Het is misschien Cale’s Britse (of feitelijk Welshe) volksaard, die maakt dat hij zelden de iconoclastisch provocatie van de radicale avant-garde hanteert, maar als gentlemen telkens op zoek blijft naar een element dat zijn muziek een twist kan geven. En deze twists liggen eerder in het detail dan in het grote gebaar. Niet voor niets is Cale ook befaamd als producer van baanbrekende en invloedrijke platen – onder andere de eerste plaat van The Stooges, het debuut van Patti Smith, en de eerste demo’s van The Modern Lovers: hij heeft een subtiel oor voor nieuwe geluiden, ongebruikelijke klanken en details.
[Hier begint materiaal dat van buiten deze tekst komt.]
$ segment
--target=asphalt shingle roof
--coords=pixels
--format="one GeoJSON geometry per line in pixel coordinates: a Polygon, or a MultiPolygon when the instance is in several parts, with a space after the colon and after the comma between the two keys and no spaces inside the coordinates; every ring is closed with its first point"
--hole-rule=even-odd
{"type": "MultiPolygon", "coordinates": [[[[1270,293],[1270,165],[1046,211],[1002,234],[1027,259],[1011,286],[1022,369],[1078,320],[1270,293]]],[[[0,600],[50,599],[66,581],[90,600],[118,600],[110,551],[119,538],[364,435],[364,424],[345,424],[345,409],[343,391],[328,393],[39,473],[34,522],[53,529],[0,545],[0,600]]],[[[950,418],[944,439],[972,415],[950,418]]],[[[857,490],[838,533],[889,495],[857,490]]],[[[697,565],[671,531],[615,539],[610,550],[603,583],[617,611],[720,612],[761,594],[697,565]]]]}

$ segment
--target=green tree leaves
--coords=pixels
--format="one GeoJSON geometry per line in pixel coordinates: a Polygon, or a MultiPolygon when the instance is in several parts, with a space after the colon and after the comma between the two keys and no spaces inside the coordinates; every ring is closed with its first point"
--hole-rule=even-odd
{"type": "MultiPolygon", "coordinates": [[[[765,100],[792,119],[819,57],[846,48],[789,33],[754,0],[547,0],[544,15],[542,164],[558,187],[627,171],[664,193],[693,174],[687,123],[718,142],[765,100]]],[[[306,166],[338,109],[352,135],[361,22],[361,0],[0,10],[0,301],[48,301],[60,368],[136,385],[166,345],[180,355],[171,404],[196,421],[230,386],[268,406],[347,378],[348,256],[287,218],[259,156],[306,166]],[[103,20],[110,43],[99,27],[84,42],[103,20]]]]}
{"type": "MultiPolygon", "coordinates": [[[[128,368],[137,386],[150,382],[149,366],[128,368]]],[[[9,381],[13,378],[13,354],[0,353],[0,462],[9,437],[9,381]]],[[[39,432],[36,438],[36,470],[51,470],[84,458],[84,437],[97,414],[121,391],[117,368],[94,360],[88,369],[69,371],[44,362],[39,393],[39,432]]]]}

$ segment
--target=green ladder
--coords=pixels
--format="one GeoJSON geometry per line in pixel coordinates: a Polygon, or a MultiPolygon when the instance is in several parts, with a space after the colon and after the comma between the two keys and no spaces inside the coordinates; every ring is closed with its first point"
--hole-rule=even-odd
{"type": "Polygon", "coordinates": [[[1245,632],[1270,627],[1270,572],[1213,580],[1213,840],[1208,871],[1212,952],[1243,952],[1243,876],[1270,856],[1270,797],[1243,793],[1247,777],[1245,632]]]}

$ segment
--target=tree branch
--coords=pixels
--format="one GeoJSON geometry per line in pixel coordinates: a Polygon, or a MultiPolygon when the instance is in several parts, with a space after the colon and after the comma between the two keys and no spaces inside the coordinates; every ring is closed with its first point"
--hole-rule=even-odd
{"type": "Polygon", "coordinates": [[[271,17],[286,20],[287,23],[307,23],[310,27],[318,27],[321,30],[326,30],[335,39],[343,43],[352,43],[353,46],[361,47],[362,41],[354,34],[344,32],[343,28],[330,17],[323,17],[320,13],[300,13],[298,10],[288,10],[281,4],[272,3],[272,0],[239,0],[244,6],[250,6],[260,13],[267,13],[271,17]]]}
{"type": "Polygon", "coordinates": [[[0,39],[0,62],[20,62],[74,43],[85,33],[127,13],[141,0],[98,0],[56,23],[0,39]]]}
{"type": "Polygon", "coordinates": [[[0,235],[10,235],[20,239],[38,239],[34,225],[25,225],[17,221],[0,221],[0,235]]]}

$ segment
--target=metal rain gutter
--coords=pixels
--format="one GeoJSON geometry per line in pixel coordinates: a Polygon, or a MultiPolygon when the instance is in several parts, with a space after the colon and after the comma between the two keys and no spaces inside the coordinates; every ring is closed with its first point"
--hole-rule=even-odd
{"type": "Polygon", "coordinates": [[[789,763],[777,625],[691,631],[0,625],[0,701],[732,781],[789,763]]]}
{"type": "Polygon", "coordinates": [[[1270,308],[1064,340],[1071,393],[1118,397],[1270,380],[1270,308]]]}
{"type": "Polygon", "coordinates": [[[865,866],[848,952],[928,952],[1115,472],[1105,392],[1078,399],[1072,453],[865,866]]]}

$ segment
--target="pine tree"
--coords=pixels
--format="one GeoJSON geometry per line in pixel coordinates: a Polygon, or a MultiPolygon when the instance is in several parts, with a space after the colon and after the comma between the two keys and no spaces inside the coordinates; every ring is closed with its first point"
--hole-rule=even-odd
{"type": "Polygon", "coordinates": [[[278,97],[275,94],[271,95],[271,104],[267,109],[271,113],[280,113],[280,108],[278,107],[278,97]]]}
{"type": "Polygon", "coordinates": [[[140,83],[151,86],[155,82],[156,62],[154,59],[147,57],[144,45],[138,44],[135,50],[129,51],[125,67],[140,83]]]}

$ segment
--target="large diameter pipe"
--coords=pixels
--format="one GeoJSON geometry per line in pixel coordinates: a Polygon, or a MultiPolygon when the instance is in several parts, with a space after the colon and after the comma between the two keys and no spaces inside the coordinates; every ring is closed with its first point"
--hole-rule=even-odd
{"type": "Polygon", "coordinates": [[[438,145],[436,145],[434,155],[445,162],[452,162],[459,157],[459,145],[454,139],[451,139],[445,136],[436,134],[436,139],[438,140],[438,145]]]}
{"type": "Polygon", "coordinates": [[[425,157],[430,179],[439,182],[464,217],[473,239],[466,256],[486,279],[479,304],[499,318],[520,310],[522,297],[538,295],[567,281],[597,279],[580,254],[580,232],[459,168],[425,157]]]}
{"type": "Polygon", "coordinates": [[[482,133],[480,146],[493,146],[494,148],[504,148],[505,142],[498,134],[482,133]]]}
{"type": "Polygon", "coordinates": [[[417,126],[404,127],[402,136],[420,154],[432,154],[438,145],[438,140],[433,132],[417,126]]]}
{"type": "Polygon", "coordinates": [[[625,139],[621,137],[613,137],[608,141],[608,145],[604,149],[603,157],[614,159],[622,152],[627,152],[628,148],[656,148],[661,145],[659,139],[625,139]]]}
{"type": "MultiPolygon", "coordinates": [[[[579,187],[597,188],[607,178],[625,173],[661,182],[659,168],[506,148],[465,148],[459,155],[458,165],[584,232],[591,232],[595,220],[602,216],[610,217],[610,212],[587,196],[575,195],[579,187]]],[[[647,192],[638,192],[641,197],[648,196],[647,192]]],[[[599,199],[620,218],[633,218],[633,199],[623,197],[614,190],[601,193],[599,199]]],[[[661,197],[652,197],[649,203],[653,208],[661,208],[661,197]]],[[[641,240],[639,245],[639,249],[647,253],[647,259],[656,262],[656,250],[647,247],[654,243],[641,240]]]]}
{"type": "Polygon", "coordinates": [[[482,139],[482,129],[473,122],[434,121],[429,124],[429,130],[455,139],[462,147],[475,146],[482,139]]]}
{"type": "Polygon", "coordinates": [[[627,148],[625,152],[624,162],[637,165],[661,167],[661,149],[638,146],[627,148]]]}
Dit is goed te horen in het nummer ‘Graham Greene’ van zijn meesterwerk Paris 1919 uit 1973. De compositie is een op zich een eenvoudig song: een vrolijke springerige offbeat, die door het gebruik van een marimba hier en daar wat Caribisch aandoet, een eenvoudige, recht-toe-rechtaan melodie die nogal plompverloren wordt gezongen en op de achtergrond een zenuwachtige gitaartje en lullig orgeltje. Zoals gezegd zit het venijn van het nummer echter in de productie: de twee akkoordjes van de piano zijn van meet af aan vals gespeeld en tamelijk scheef getimed; de zang is allerminst subtiel en de trompetjes die halverwege het nummer hun intrede doen, zijn te dun en luchtig om helemaal serieus te worden genomen. ‘Graham Greene’ is zodoende eerder een ironische commentaar op de popmuziek die het lijkt te zijn. Cale realiseert zich dat in popmuziek de ironische distantie vooral tot uiting komt in de productie: door het verwachtingspatroon nooit helemaal in te lossen, wordt de luisteraar telkens op het verkeerd been gezet.
Cale’s onbeschaamd intellectualisme – dat ook tot uiting komt in zijn vaak literaire, kunstgeïnspireerde of filosofische teksten – komt muzikaal tot uiting in deze distantie. Het spelen met genreconventies en verwachtingspatronen wordt gecombineerd met de kunde om een genre eerst eigen te maken en vervolgens binnenstebuiten te keren. Het oeuvre van Cale getuigt van een permanente eclectisch drang tot vernieuwing; van zoeken, experimenteren en durven falen. Zijn stilistische onvastheid getuigt van een constante artistieke ontwikkeling. Toen hij de experimentele, noisy Velvet Underground verlaten had, maakte hij drie ingetogen, popplaten. Tien jaar later kwam hij plotseling weer met een agressief live album op de proppen en nog in 2003 verbaasde hij vriend en vijand met een met ProTools in elkaar geknutseld werk.
Kortom: John Cale doet precies wat er niet van hem verwacht wordt. Hij was en is als weinig anderen is staat met finesse en trefzekerheid de subtiliteiten en het experiment van de avant-garde uit de jaren zestig te combineren met een idioom dat telkens moet vechten om niet overspoeld te worden door de conservatieve krachten van marktwerking en cliché. Dat dit niet altijd slaagt – niet al zijn platen zijn even goed – is alleen maar begrijpelijk: niet elk experiment pakt goed uit en wie springt moet niet bang zijn te vallen. We mogen al lang blij zijn dat het heeft geresulteerd in een aantal prachtige, energieke, levendige platen.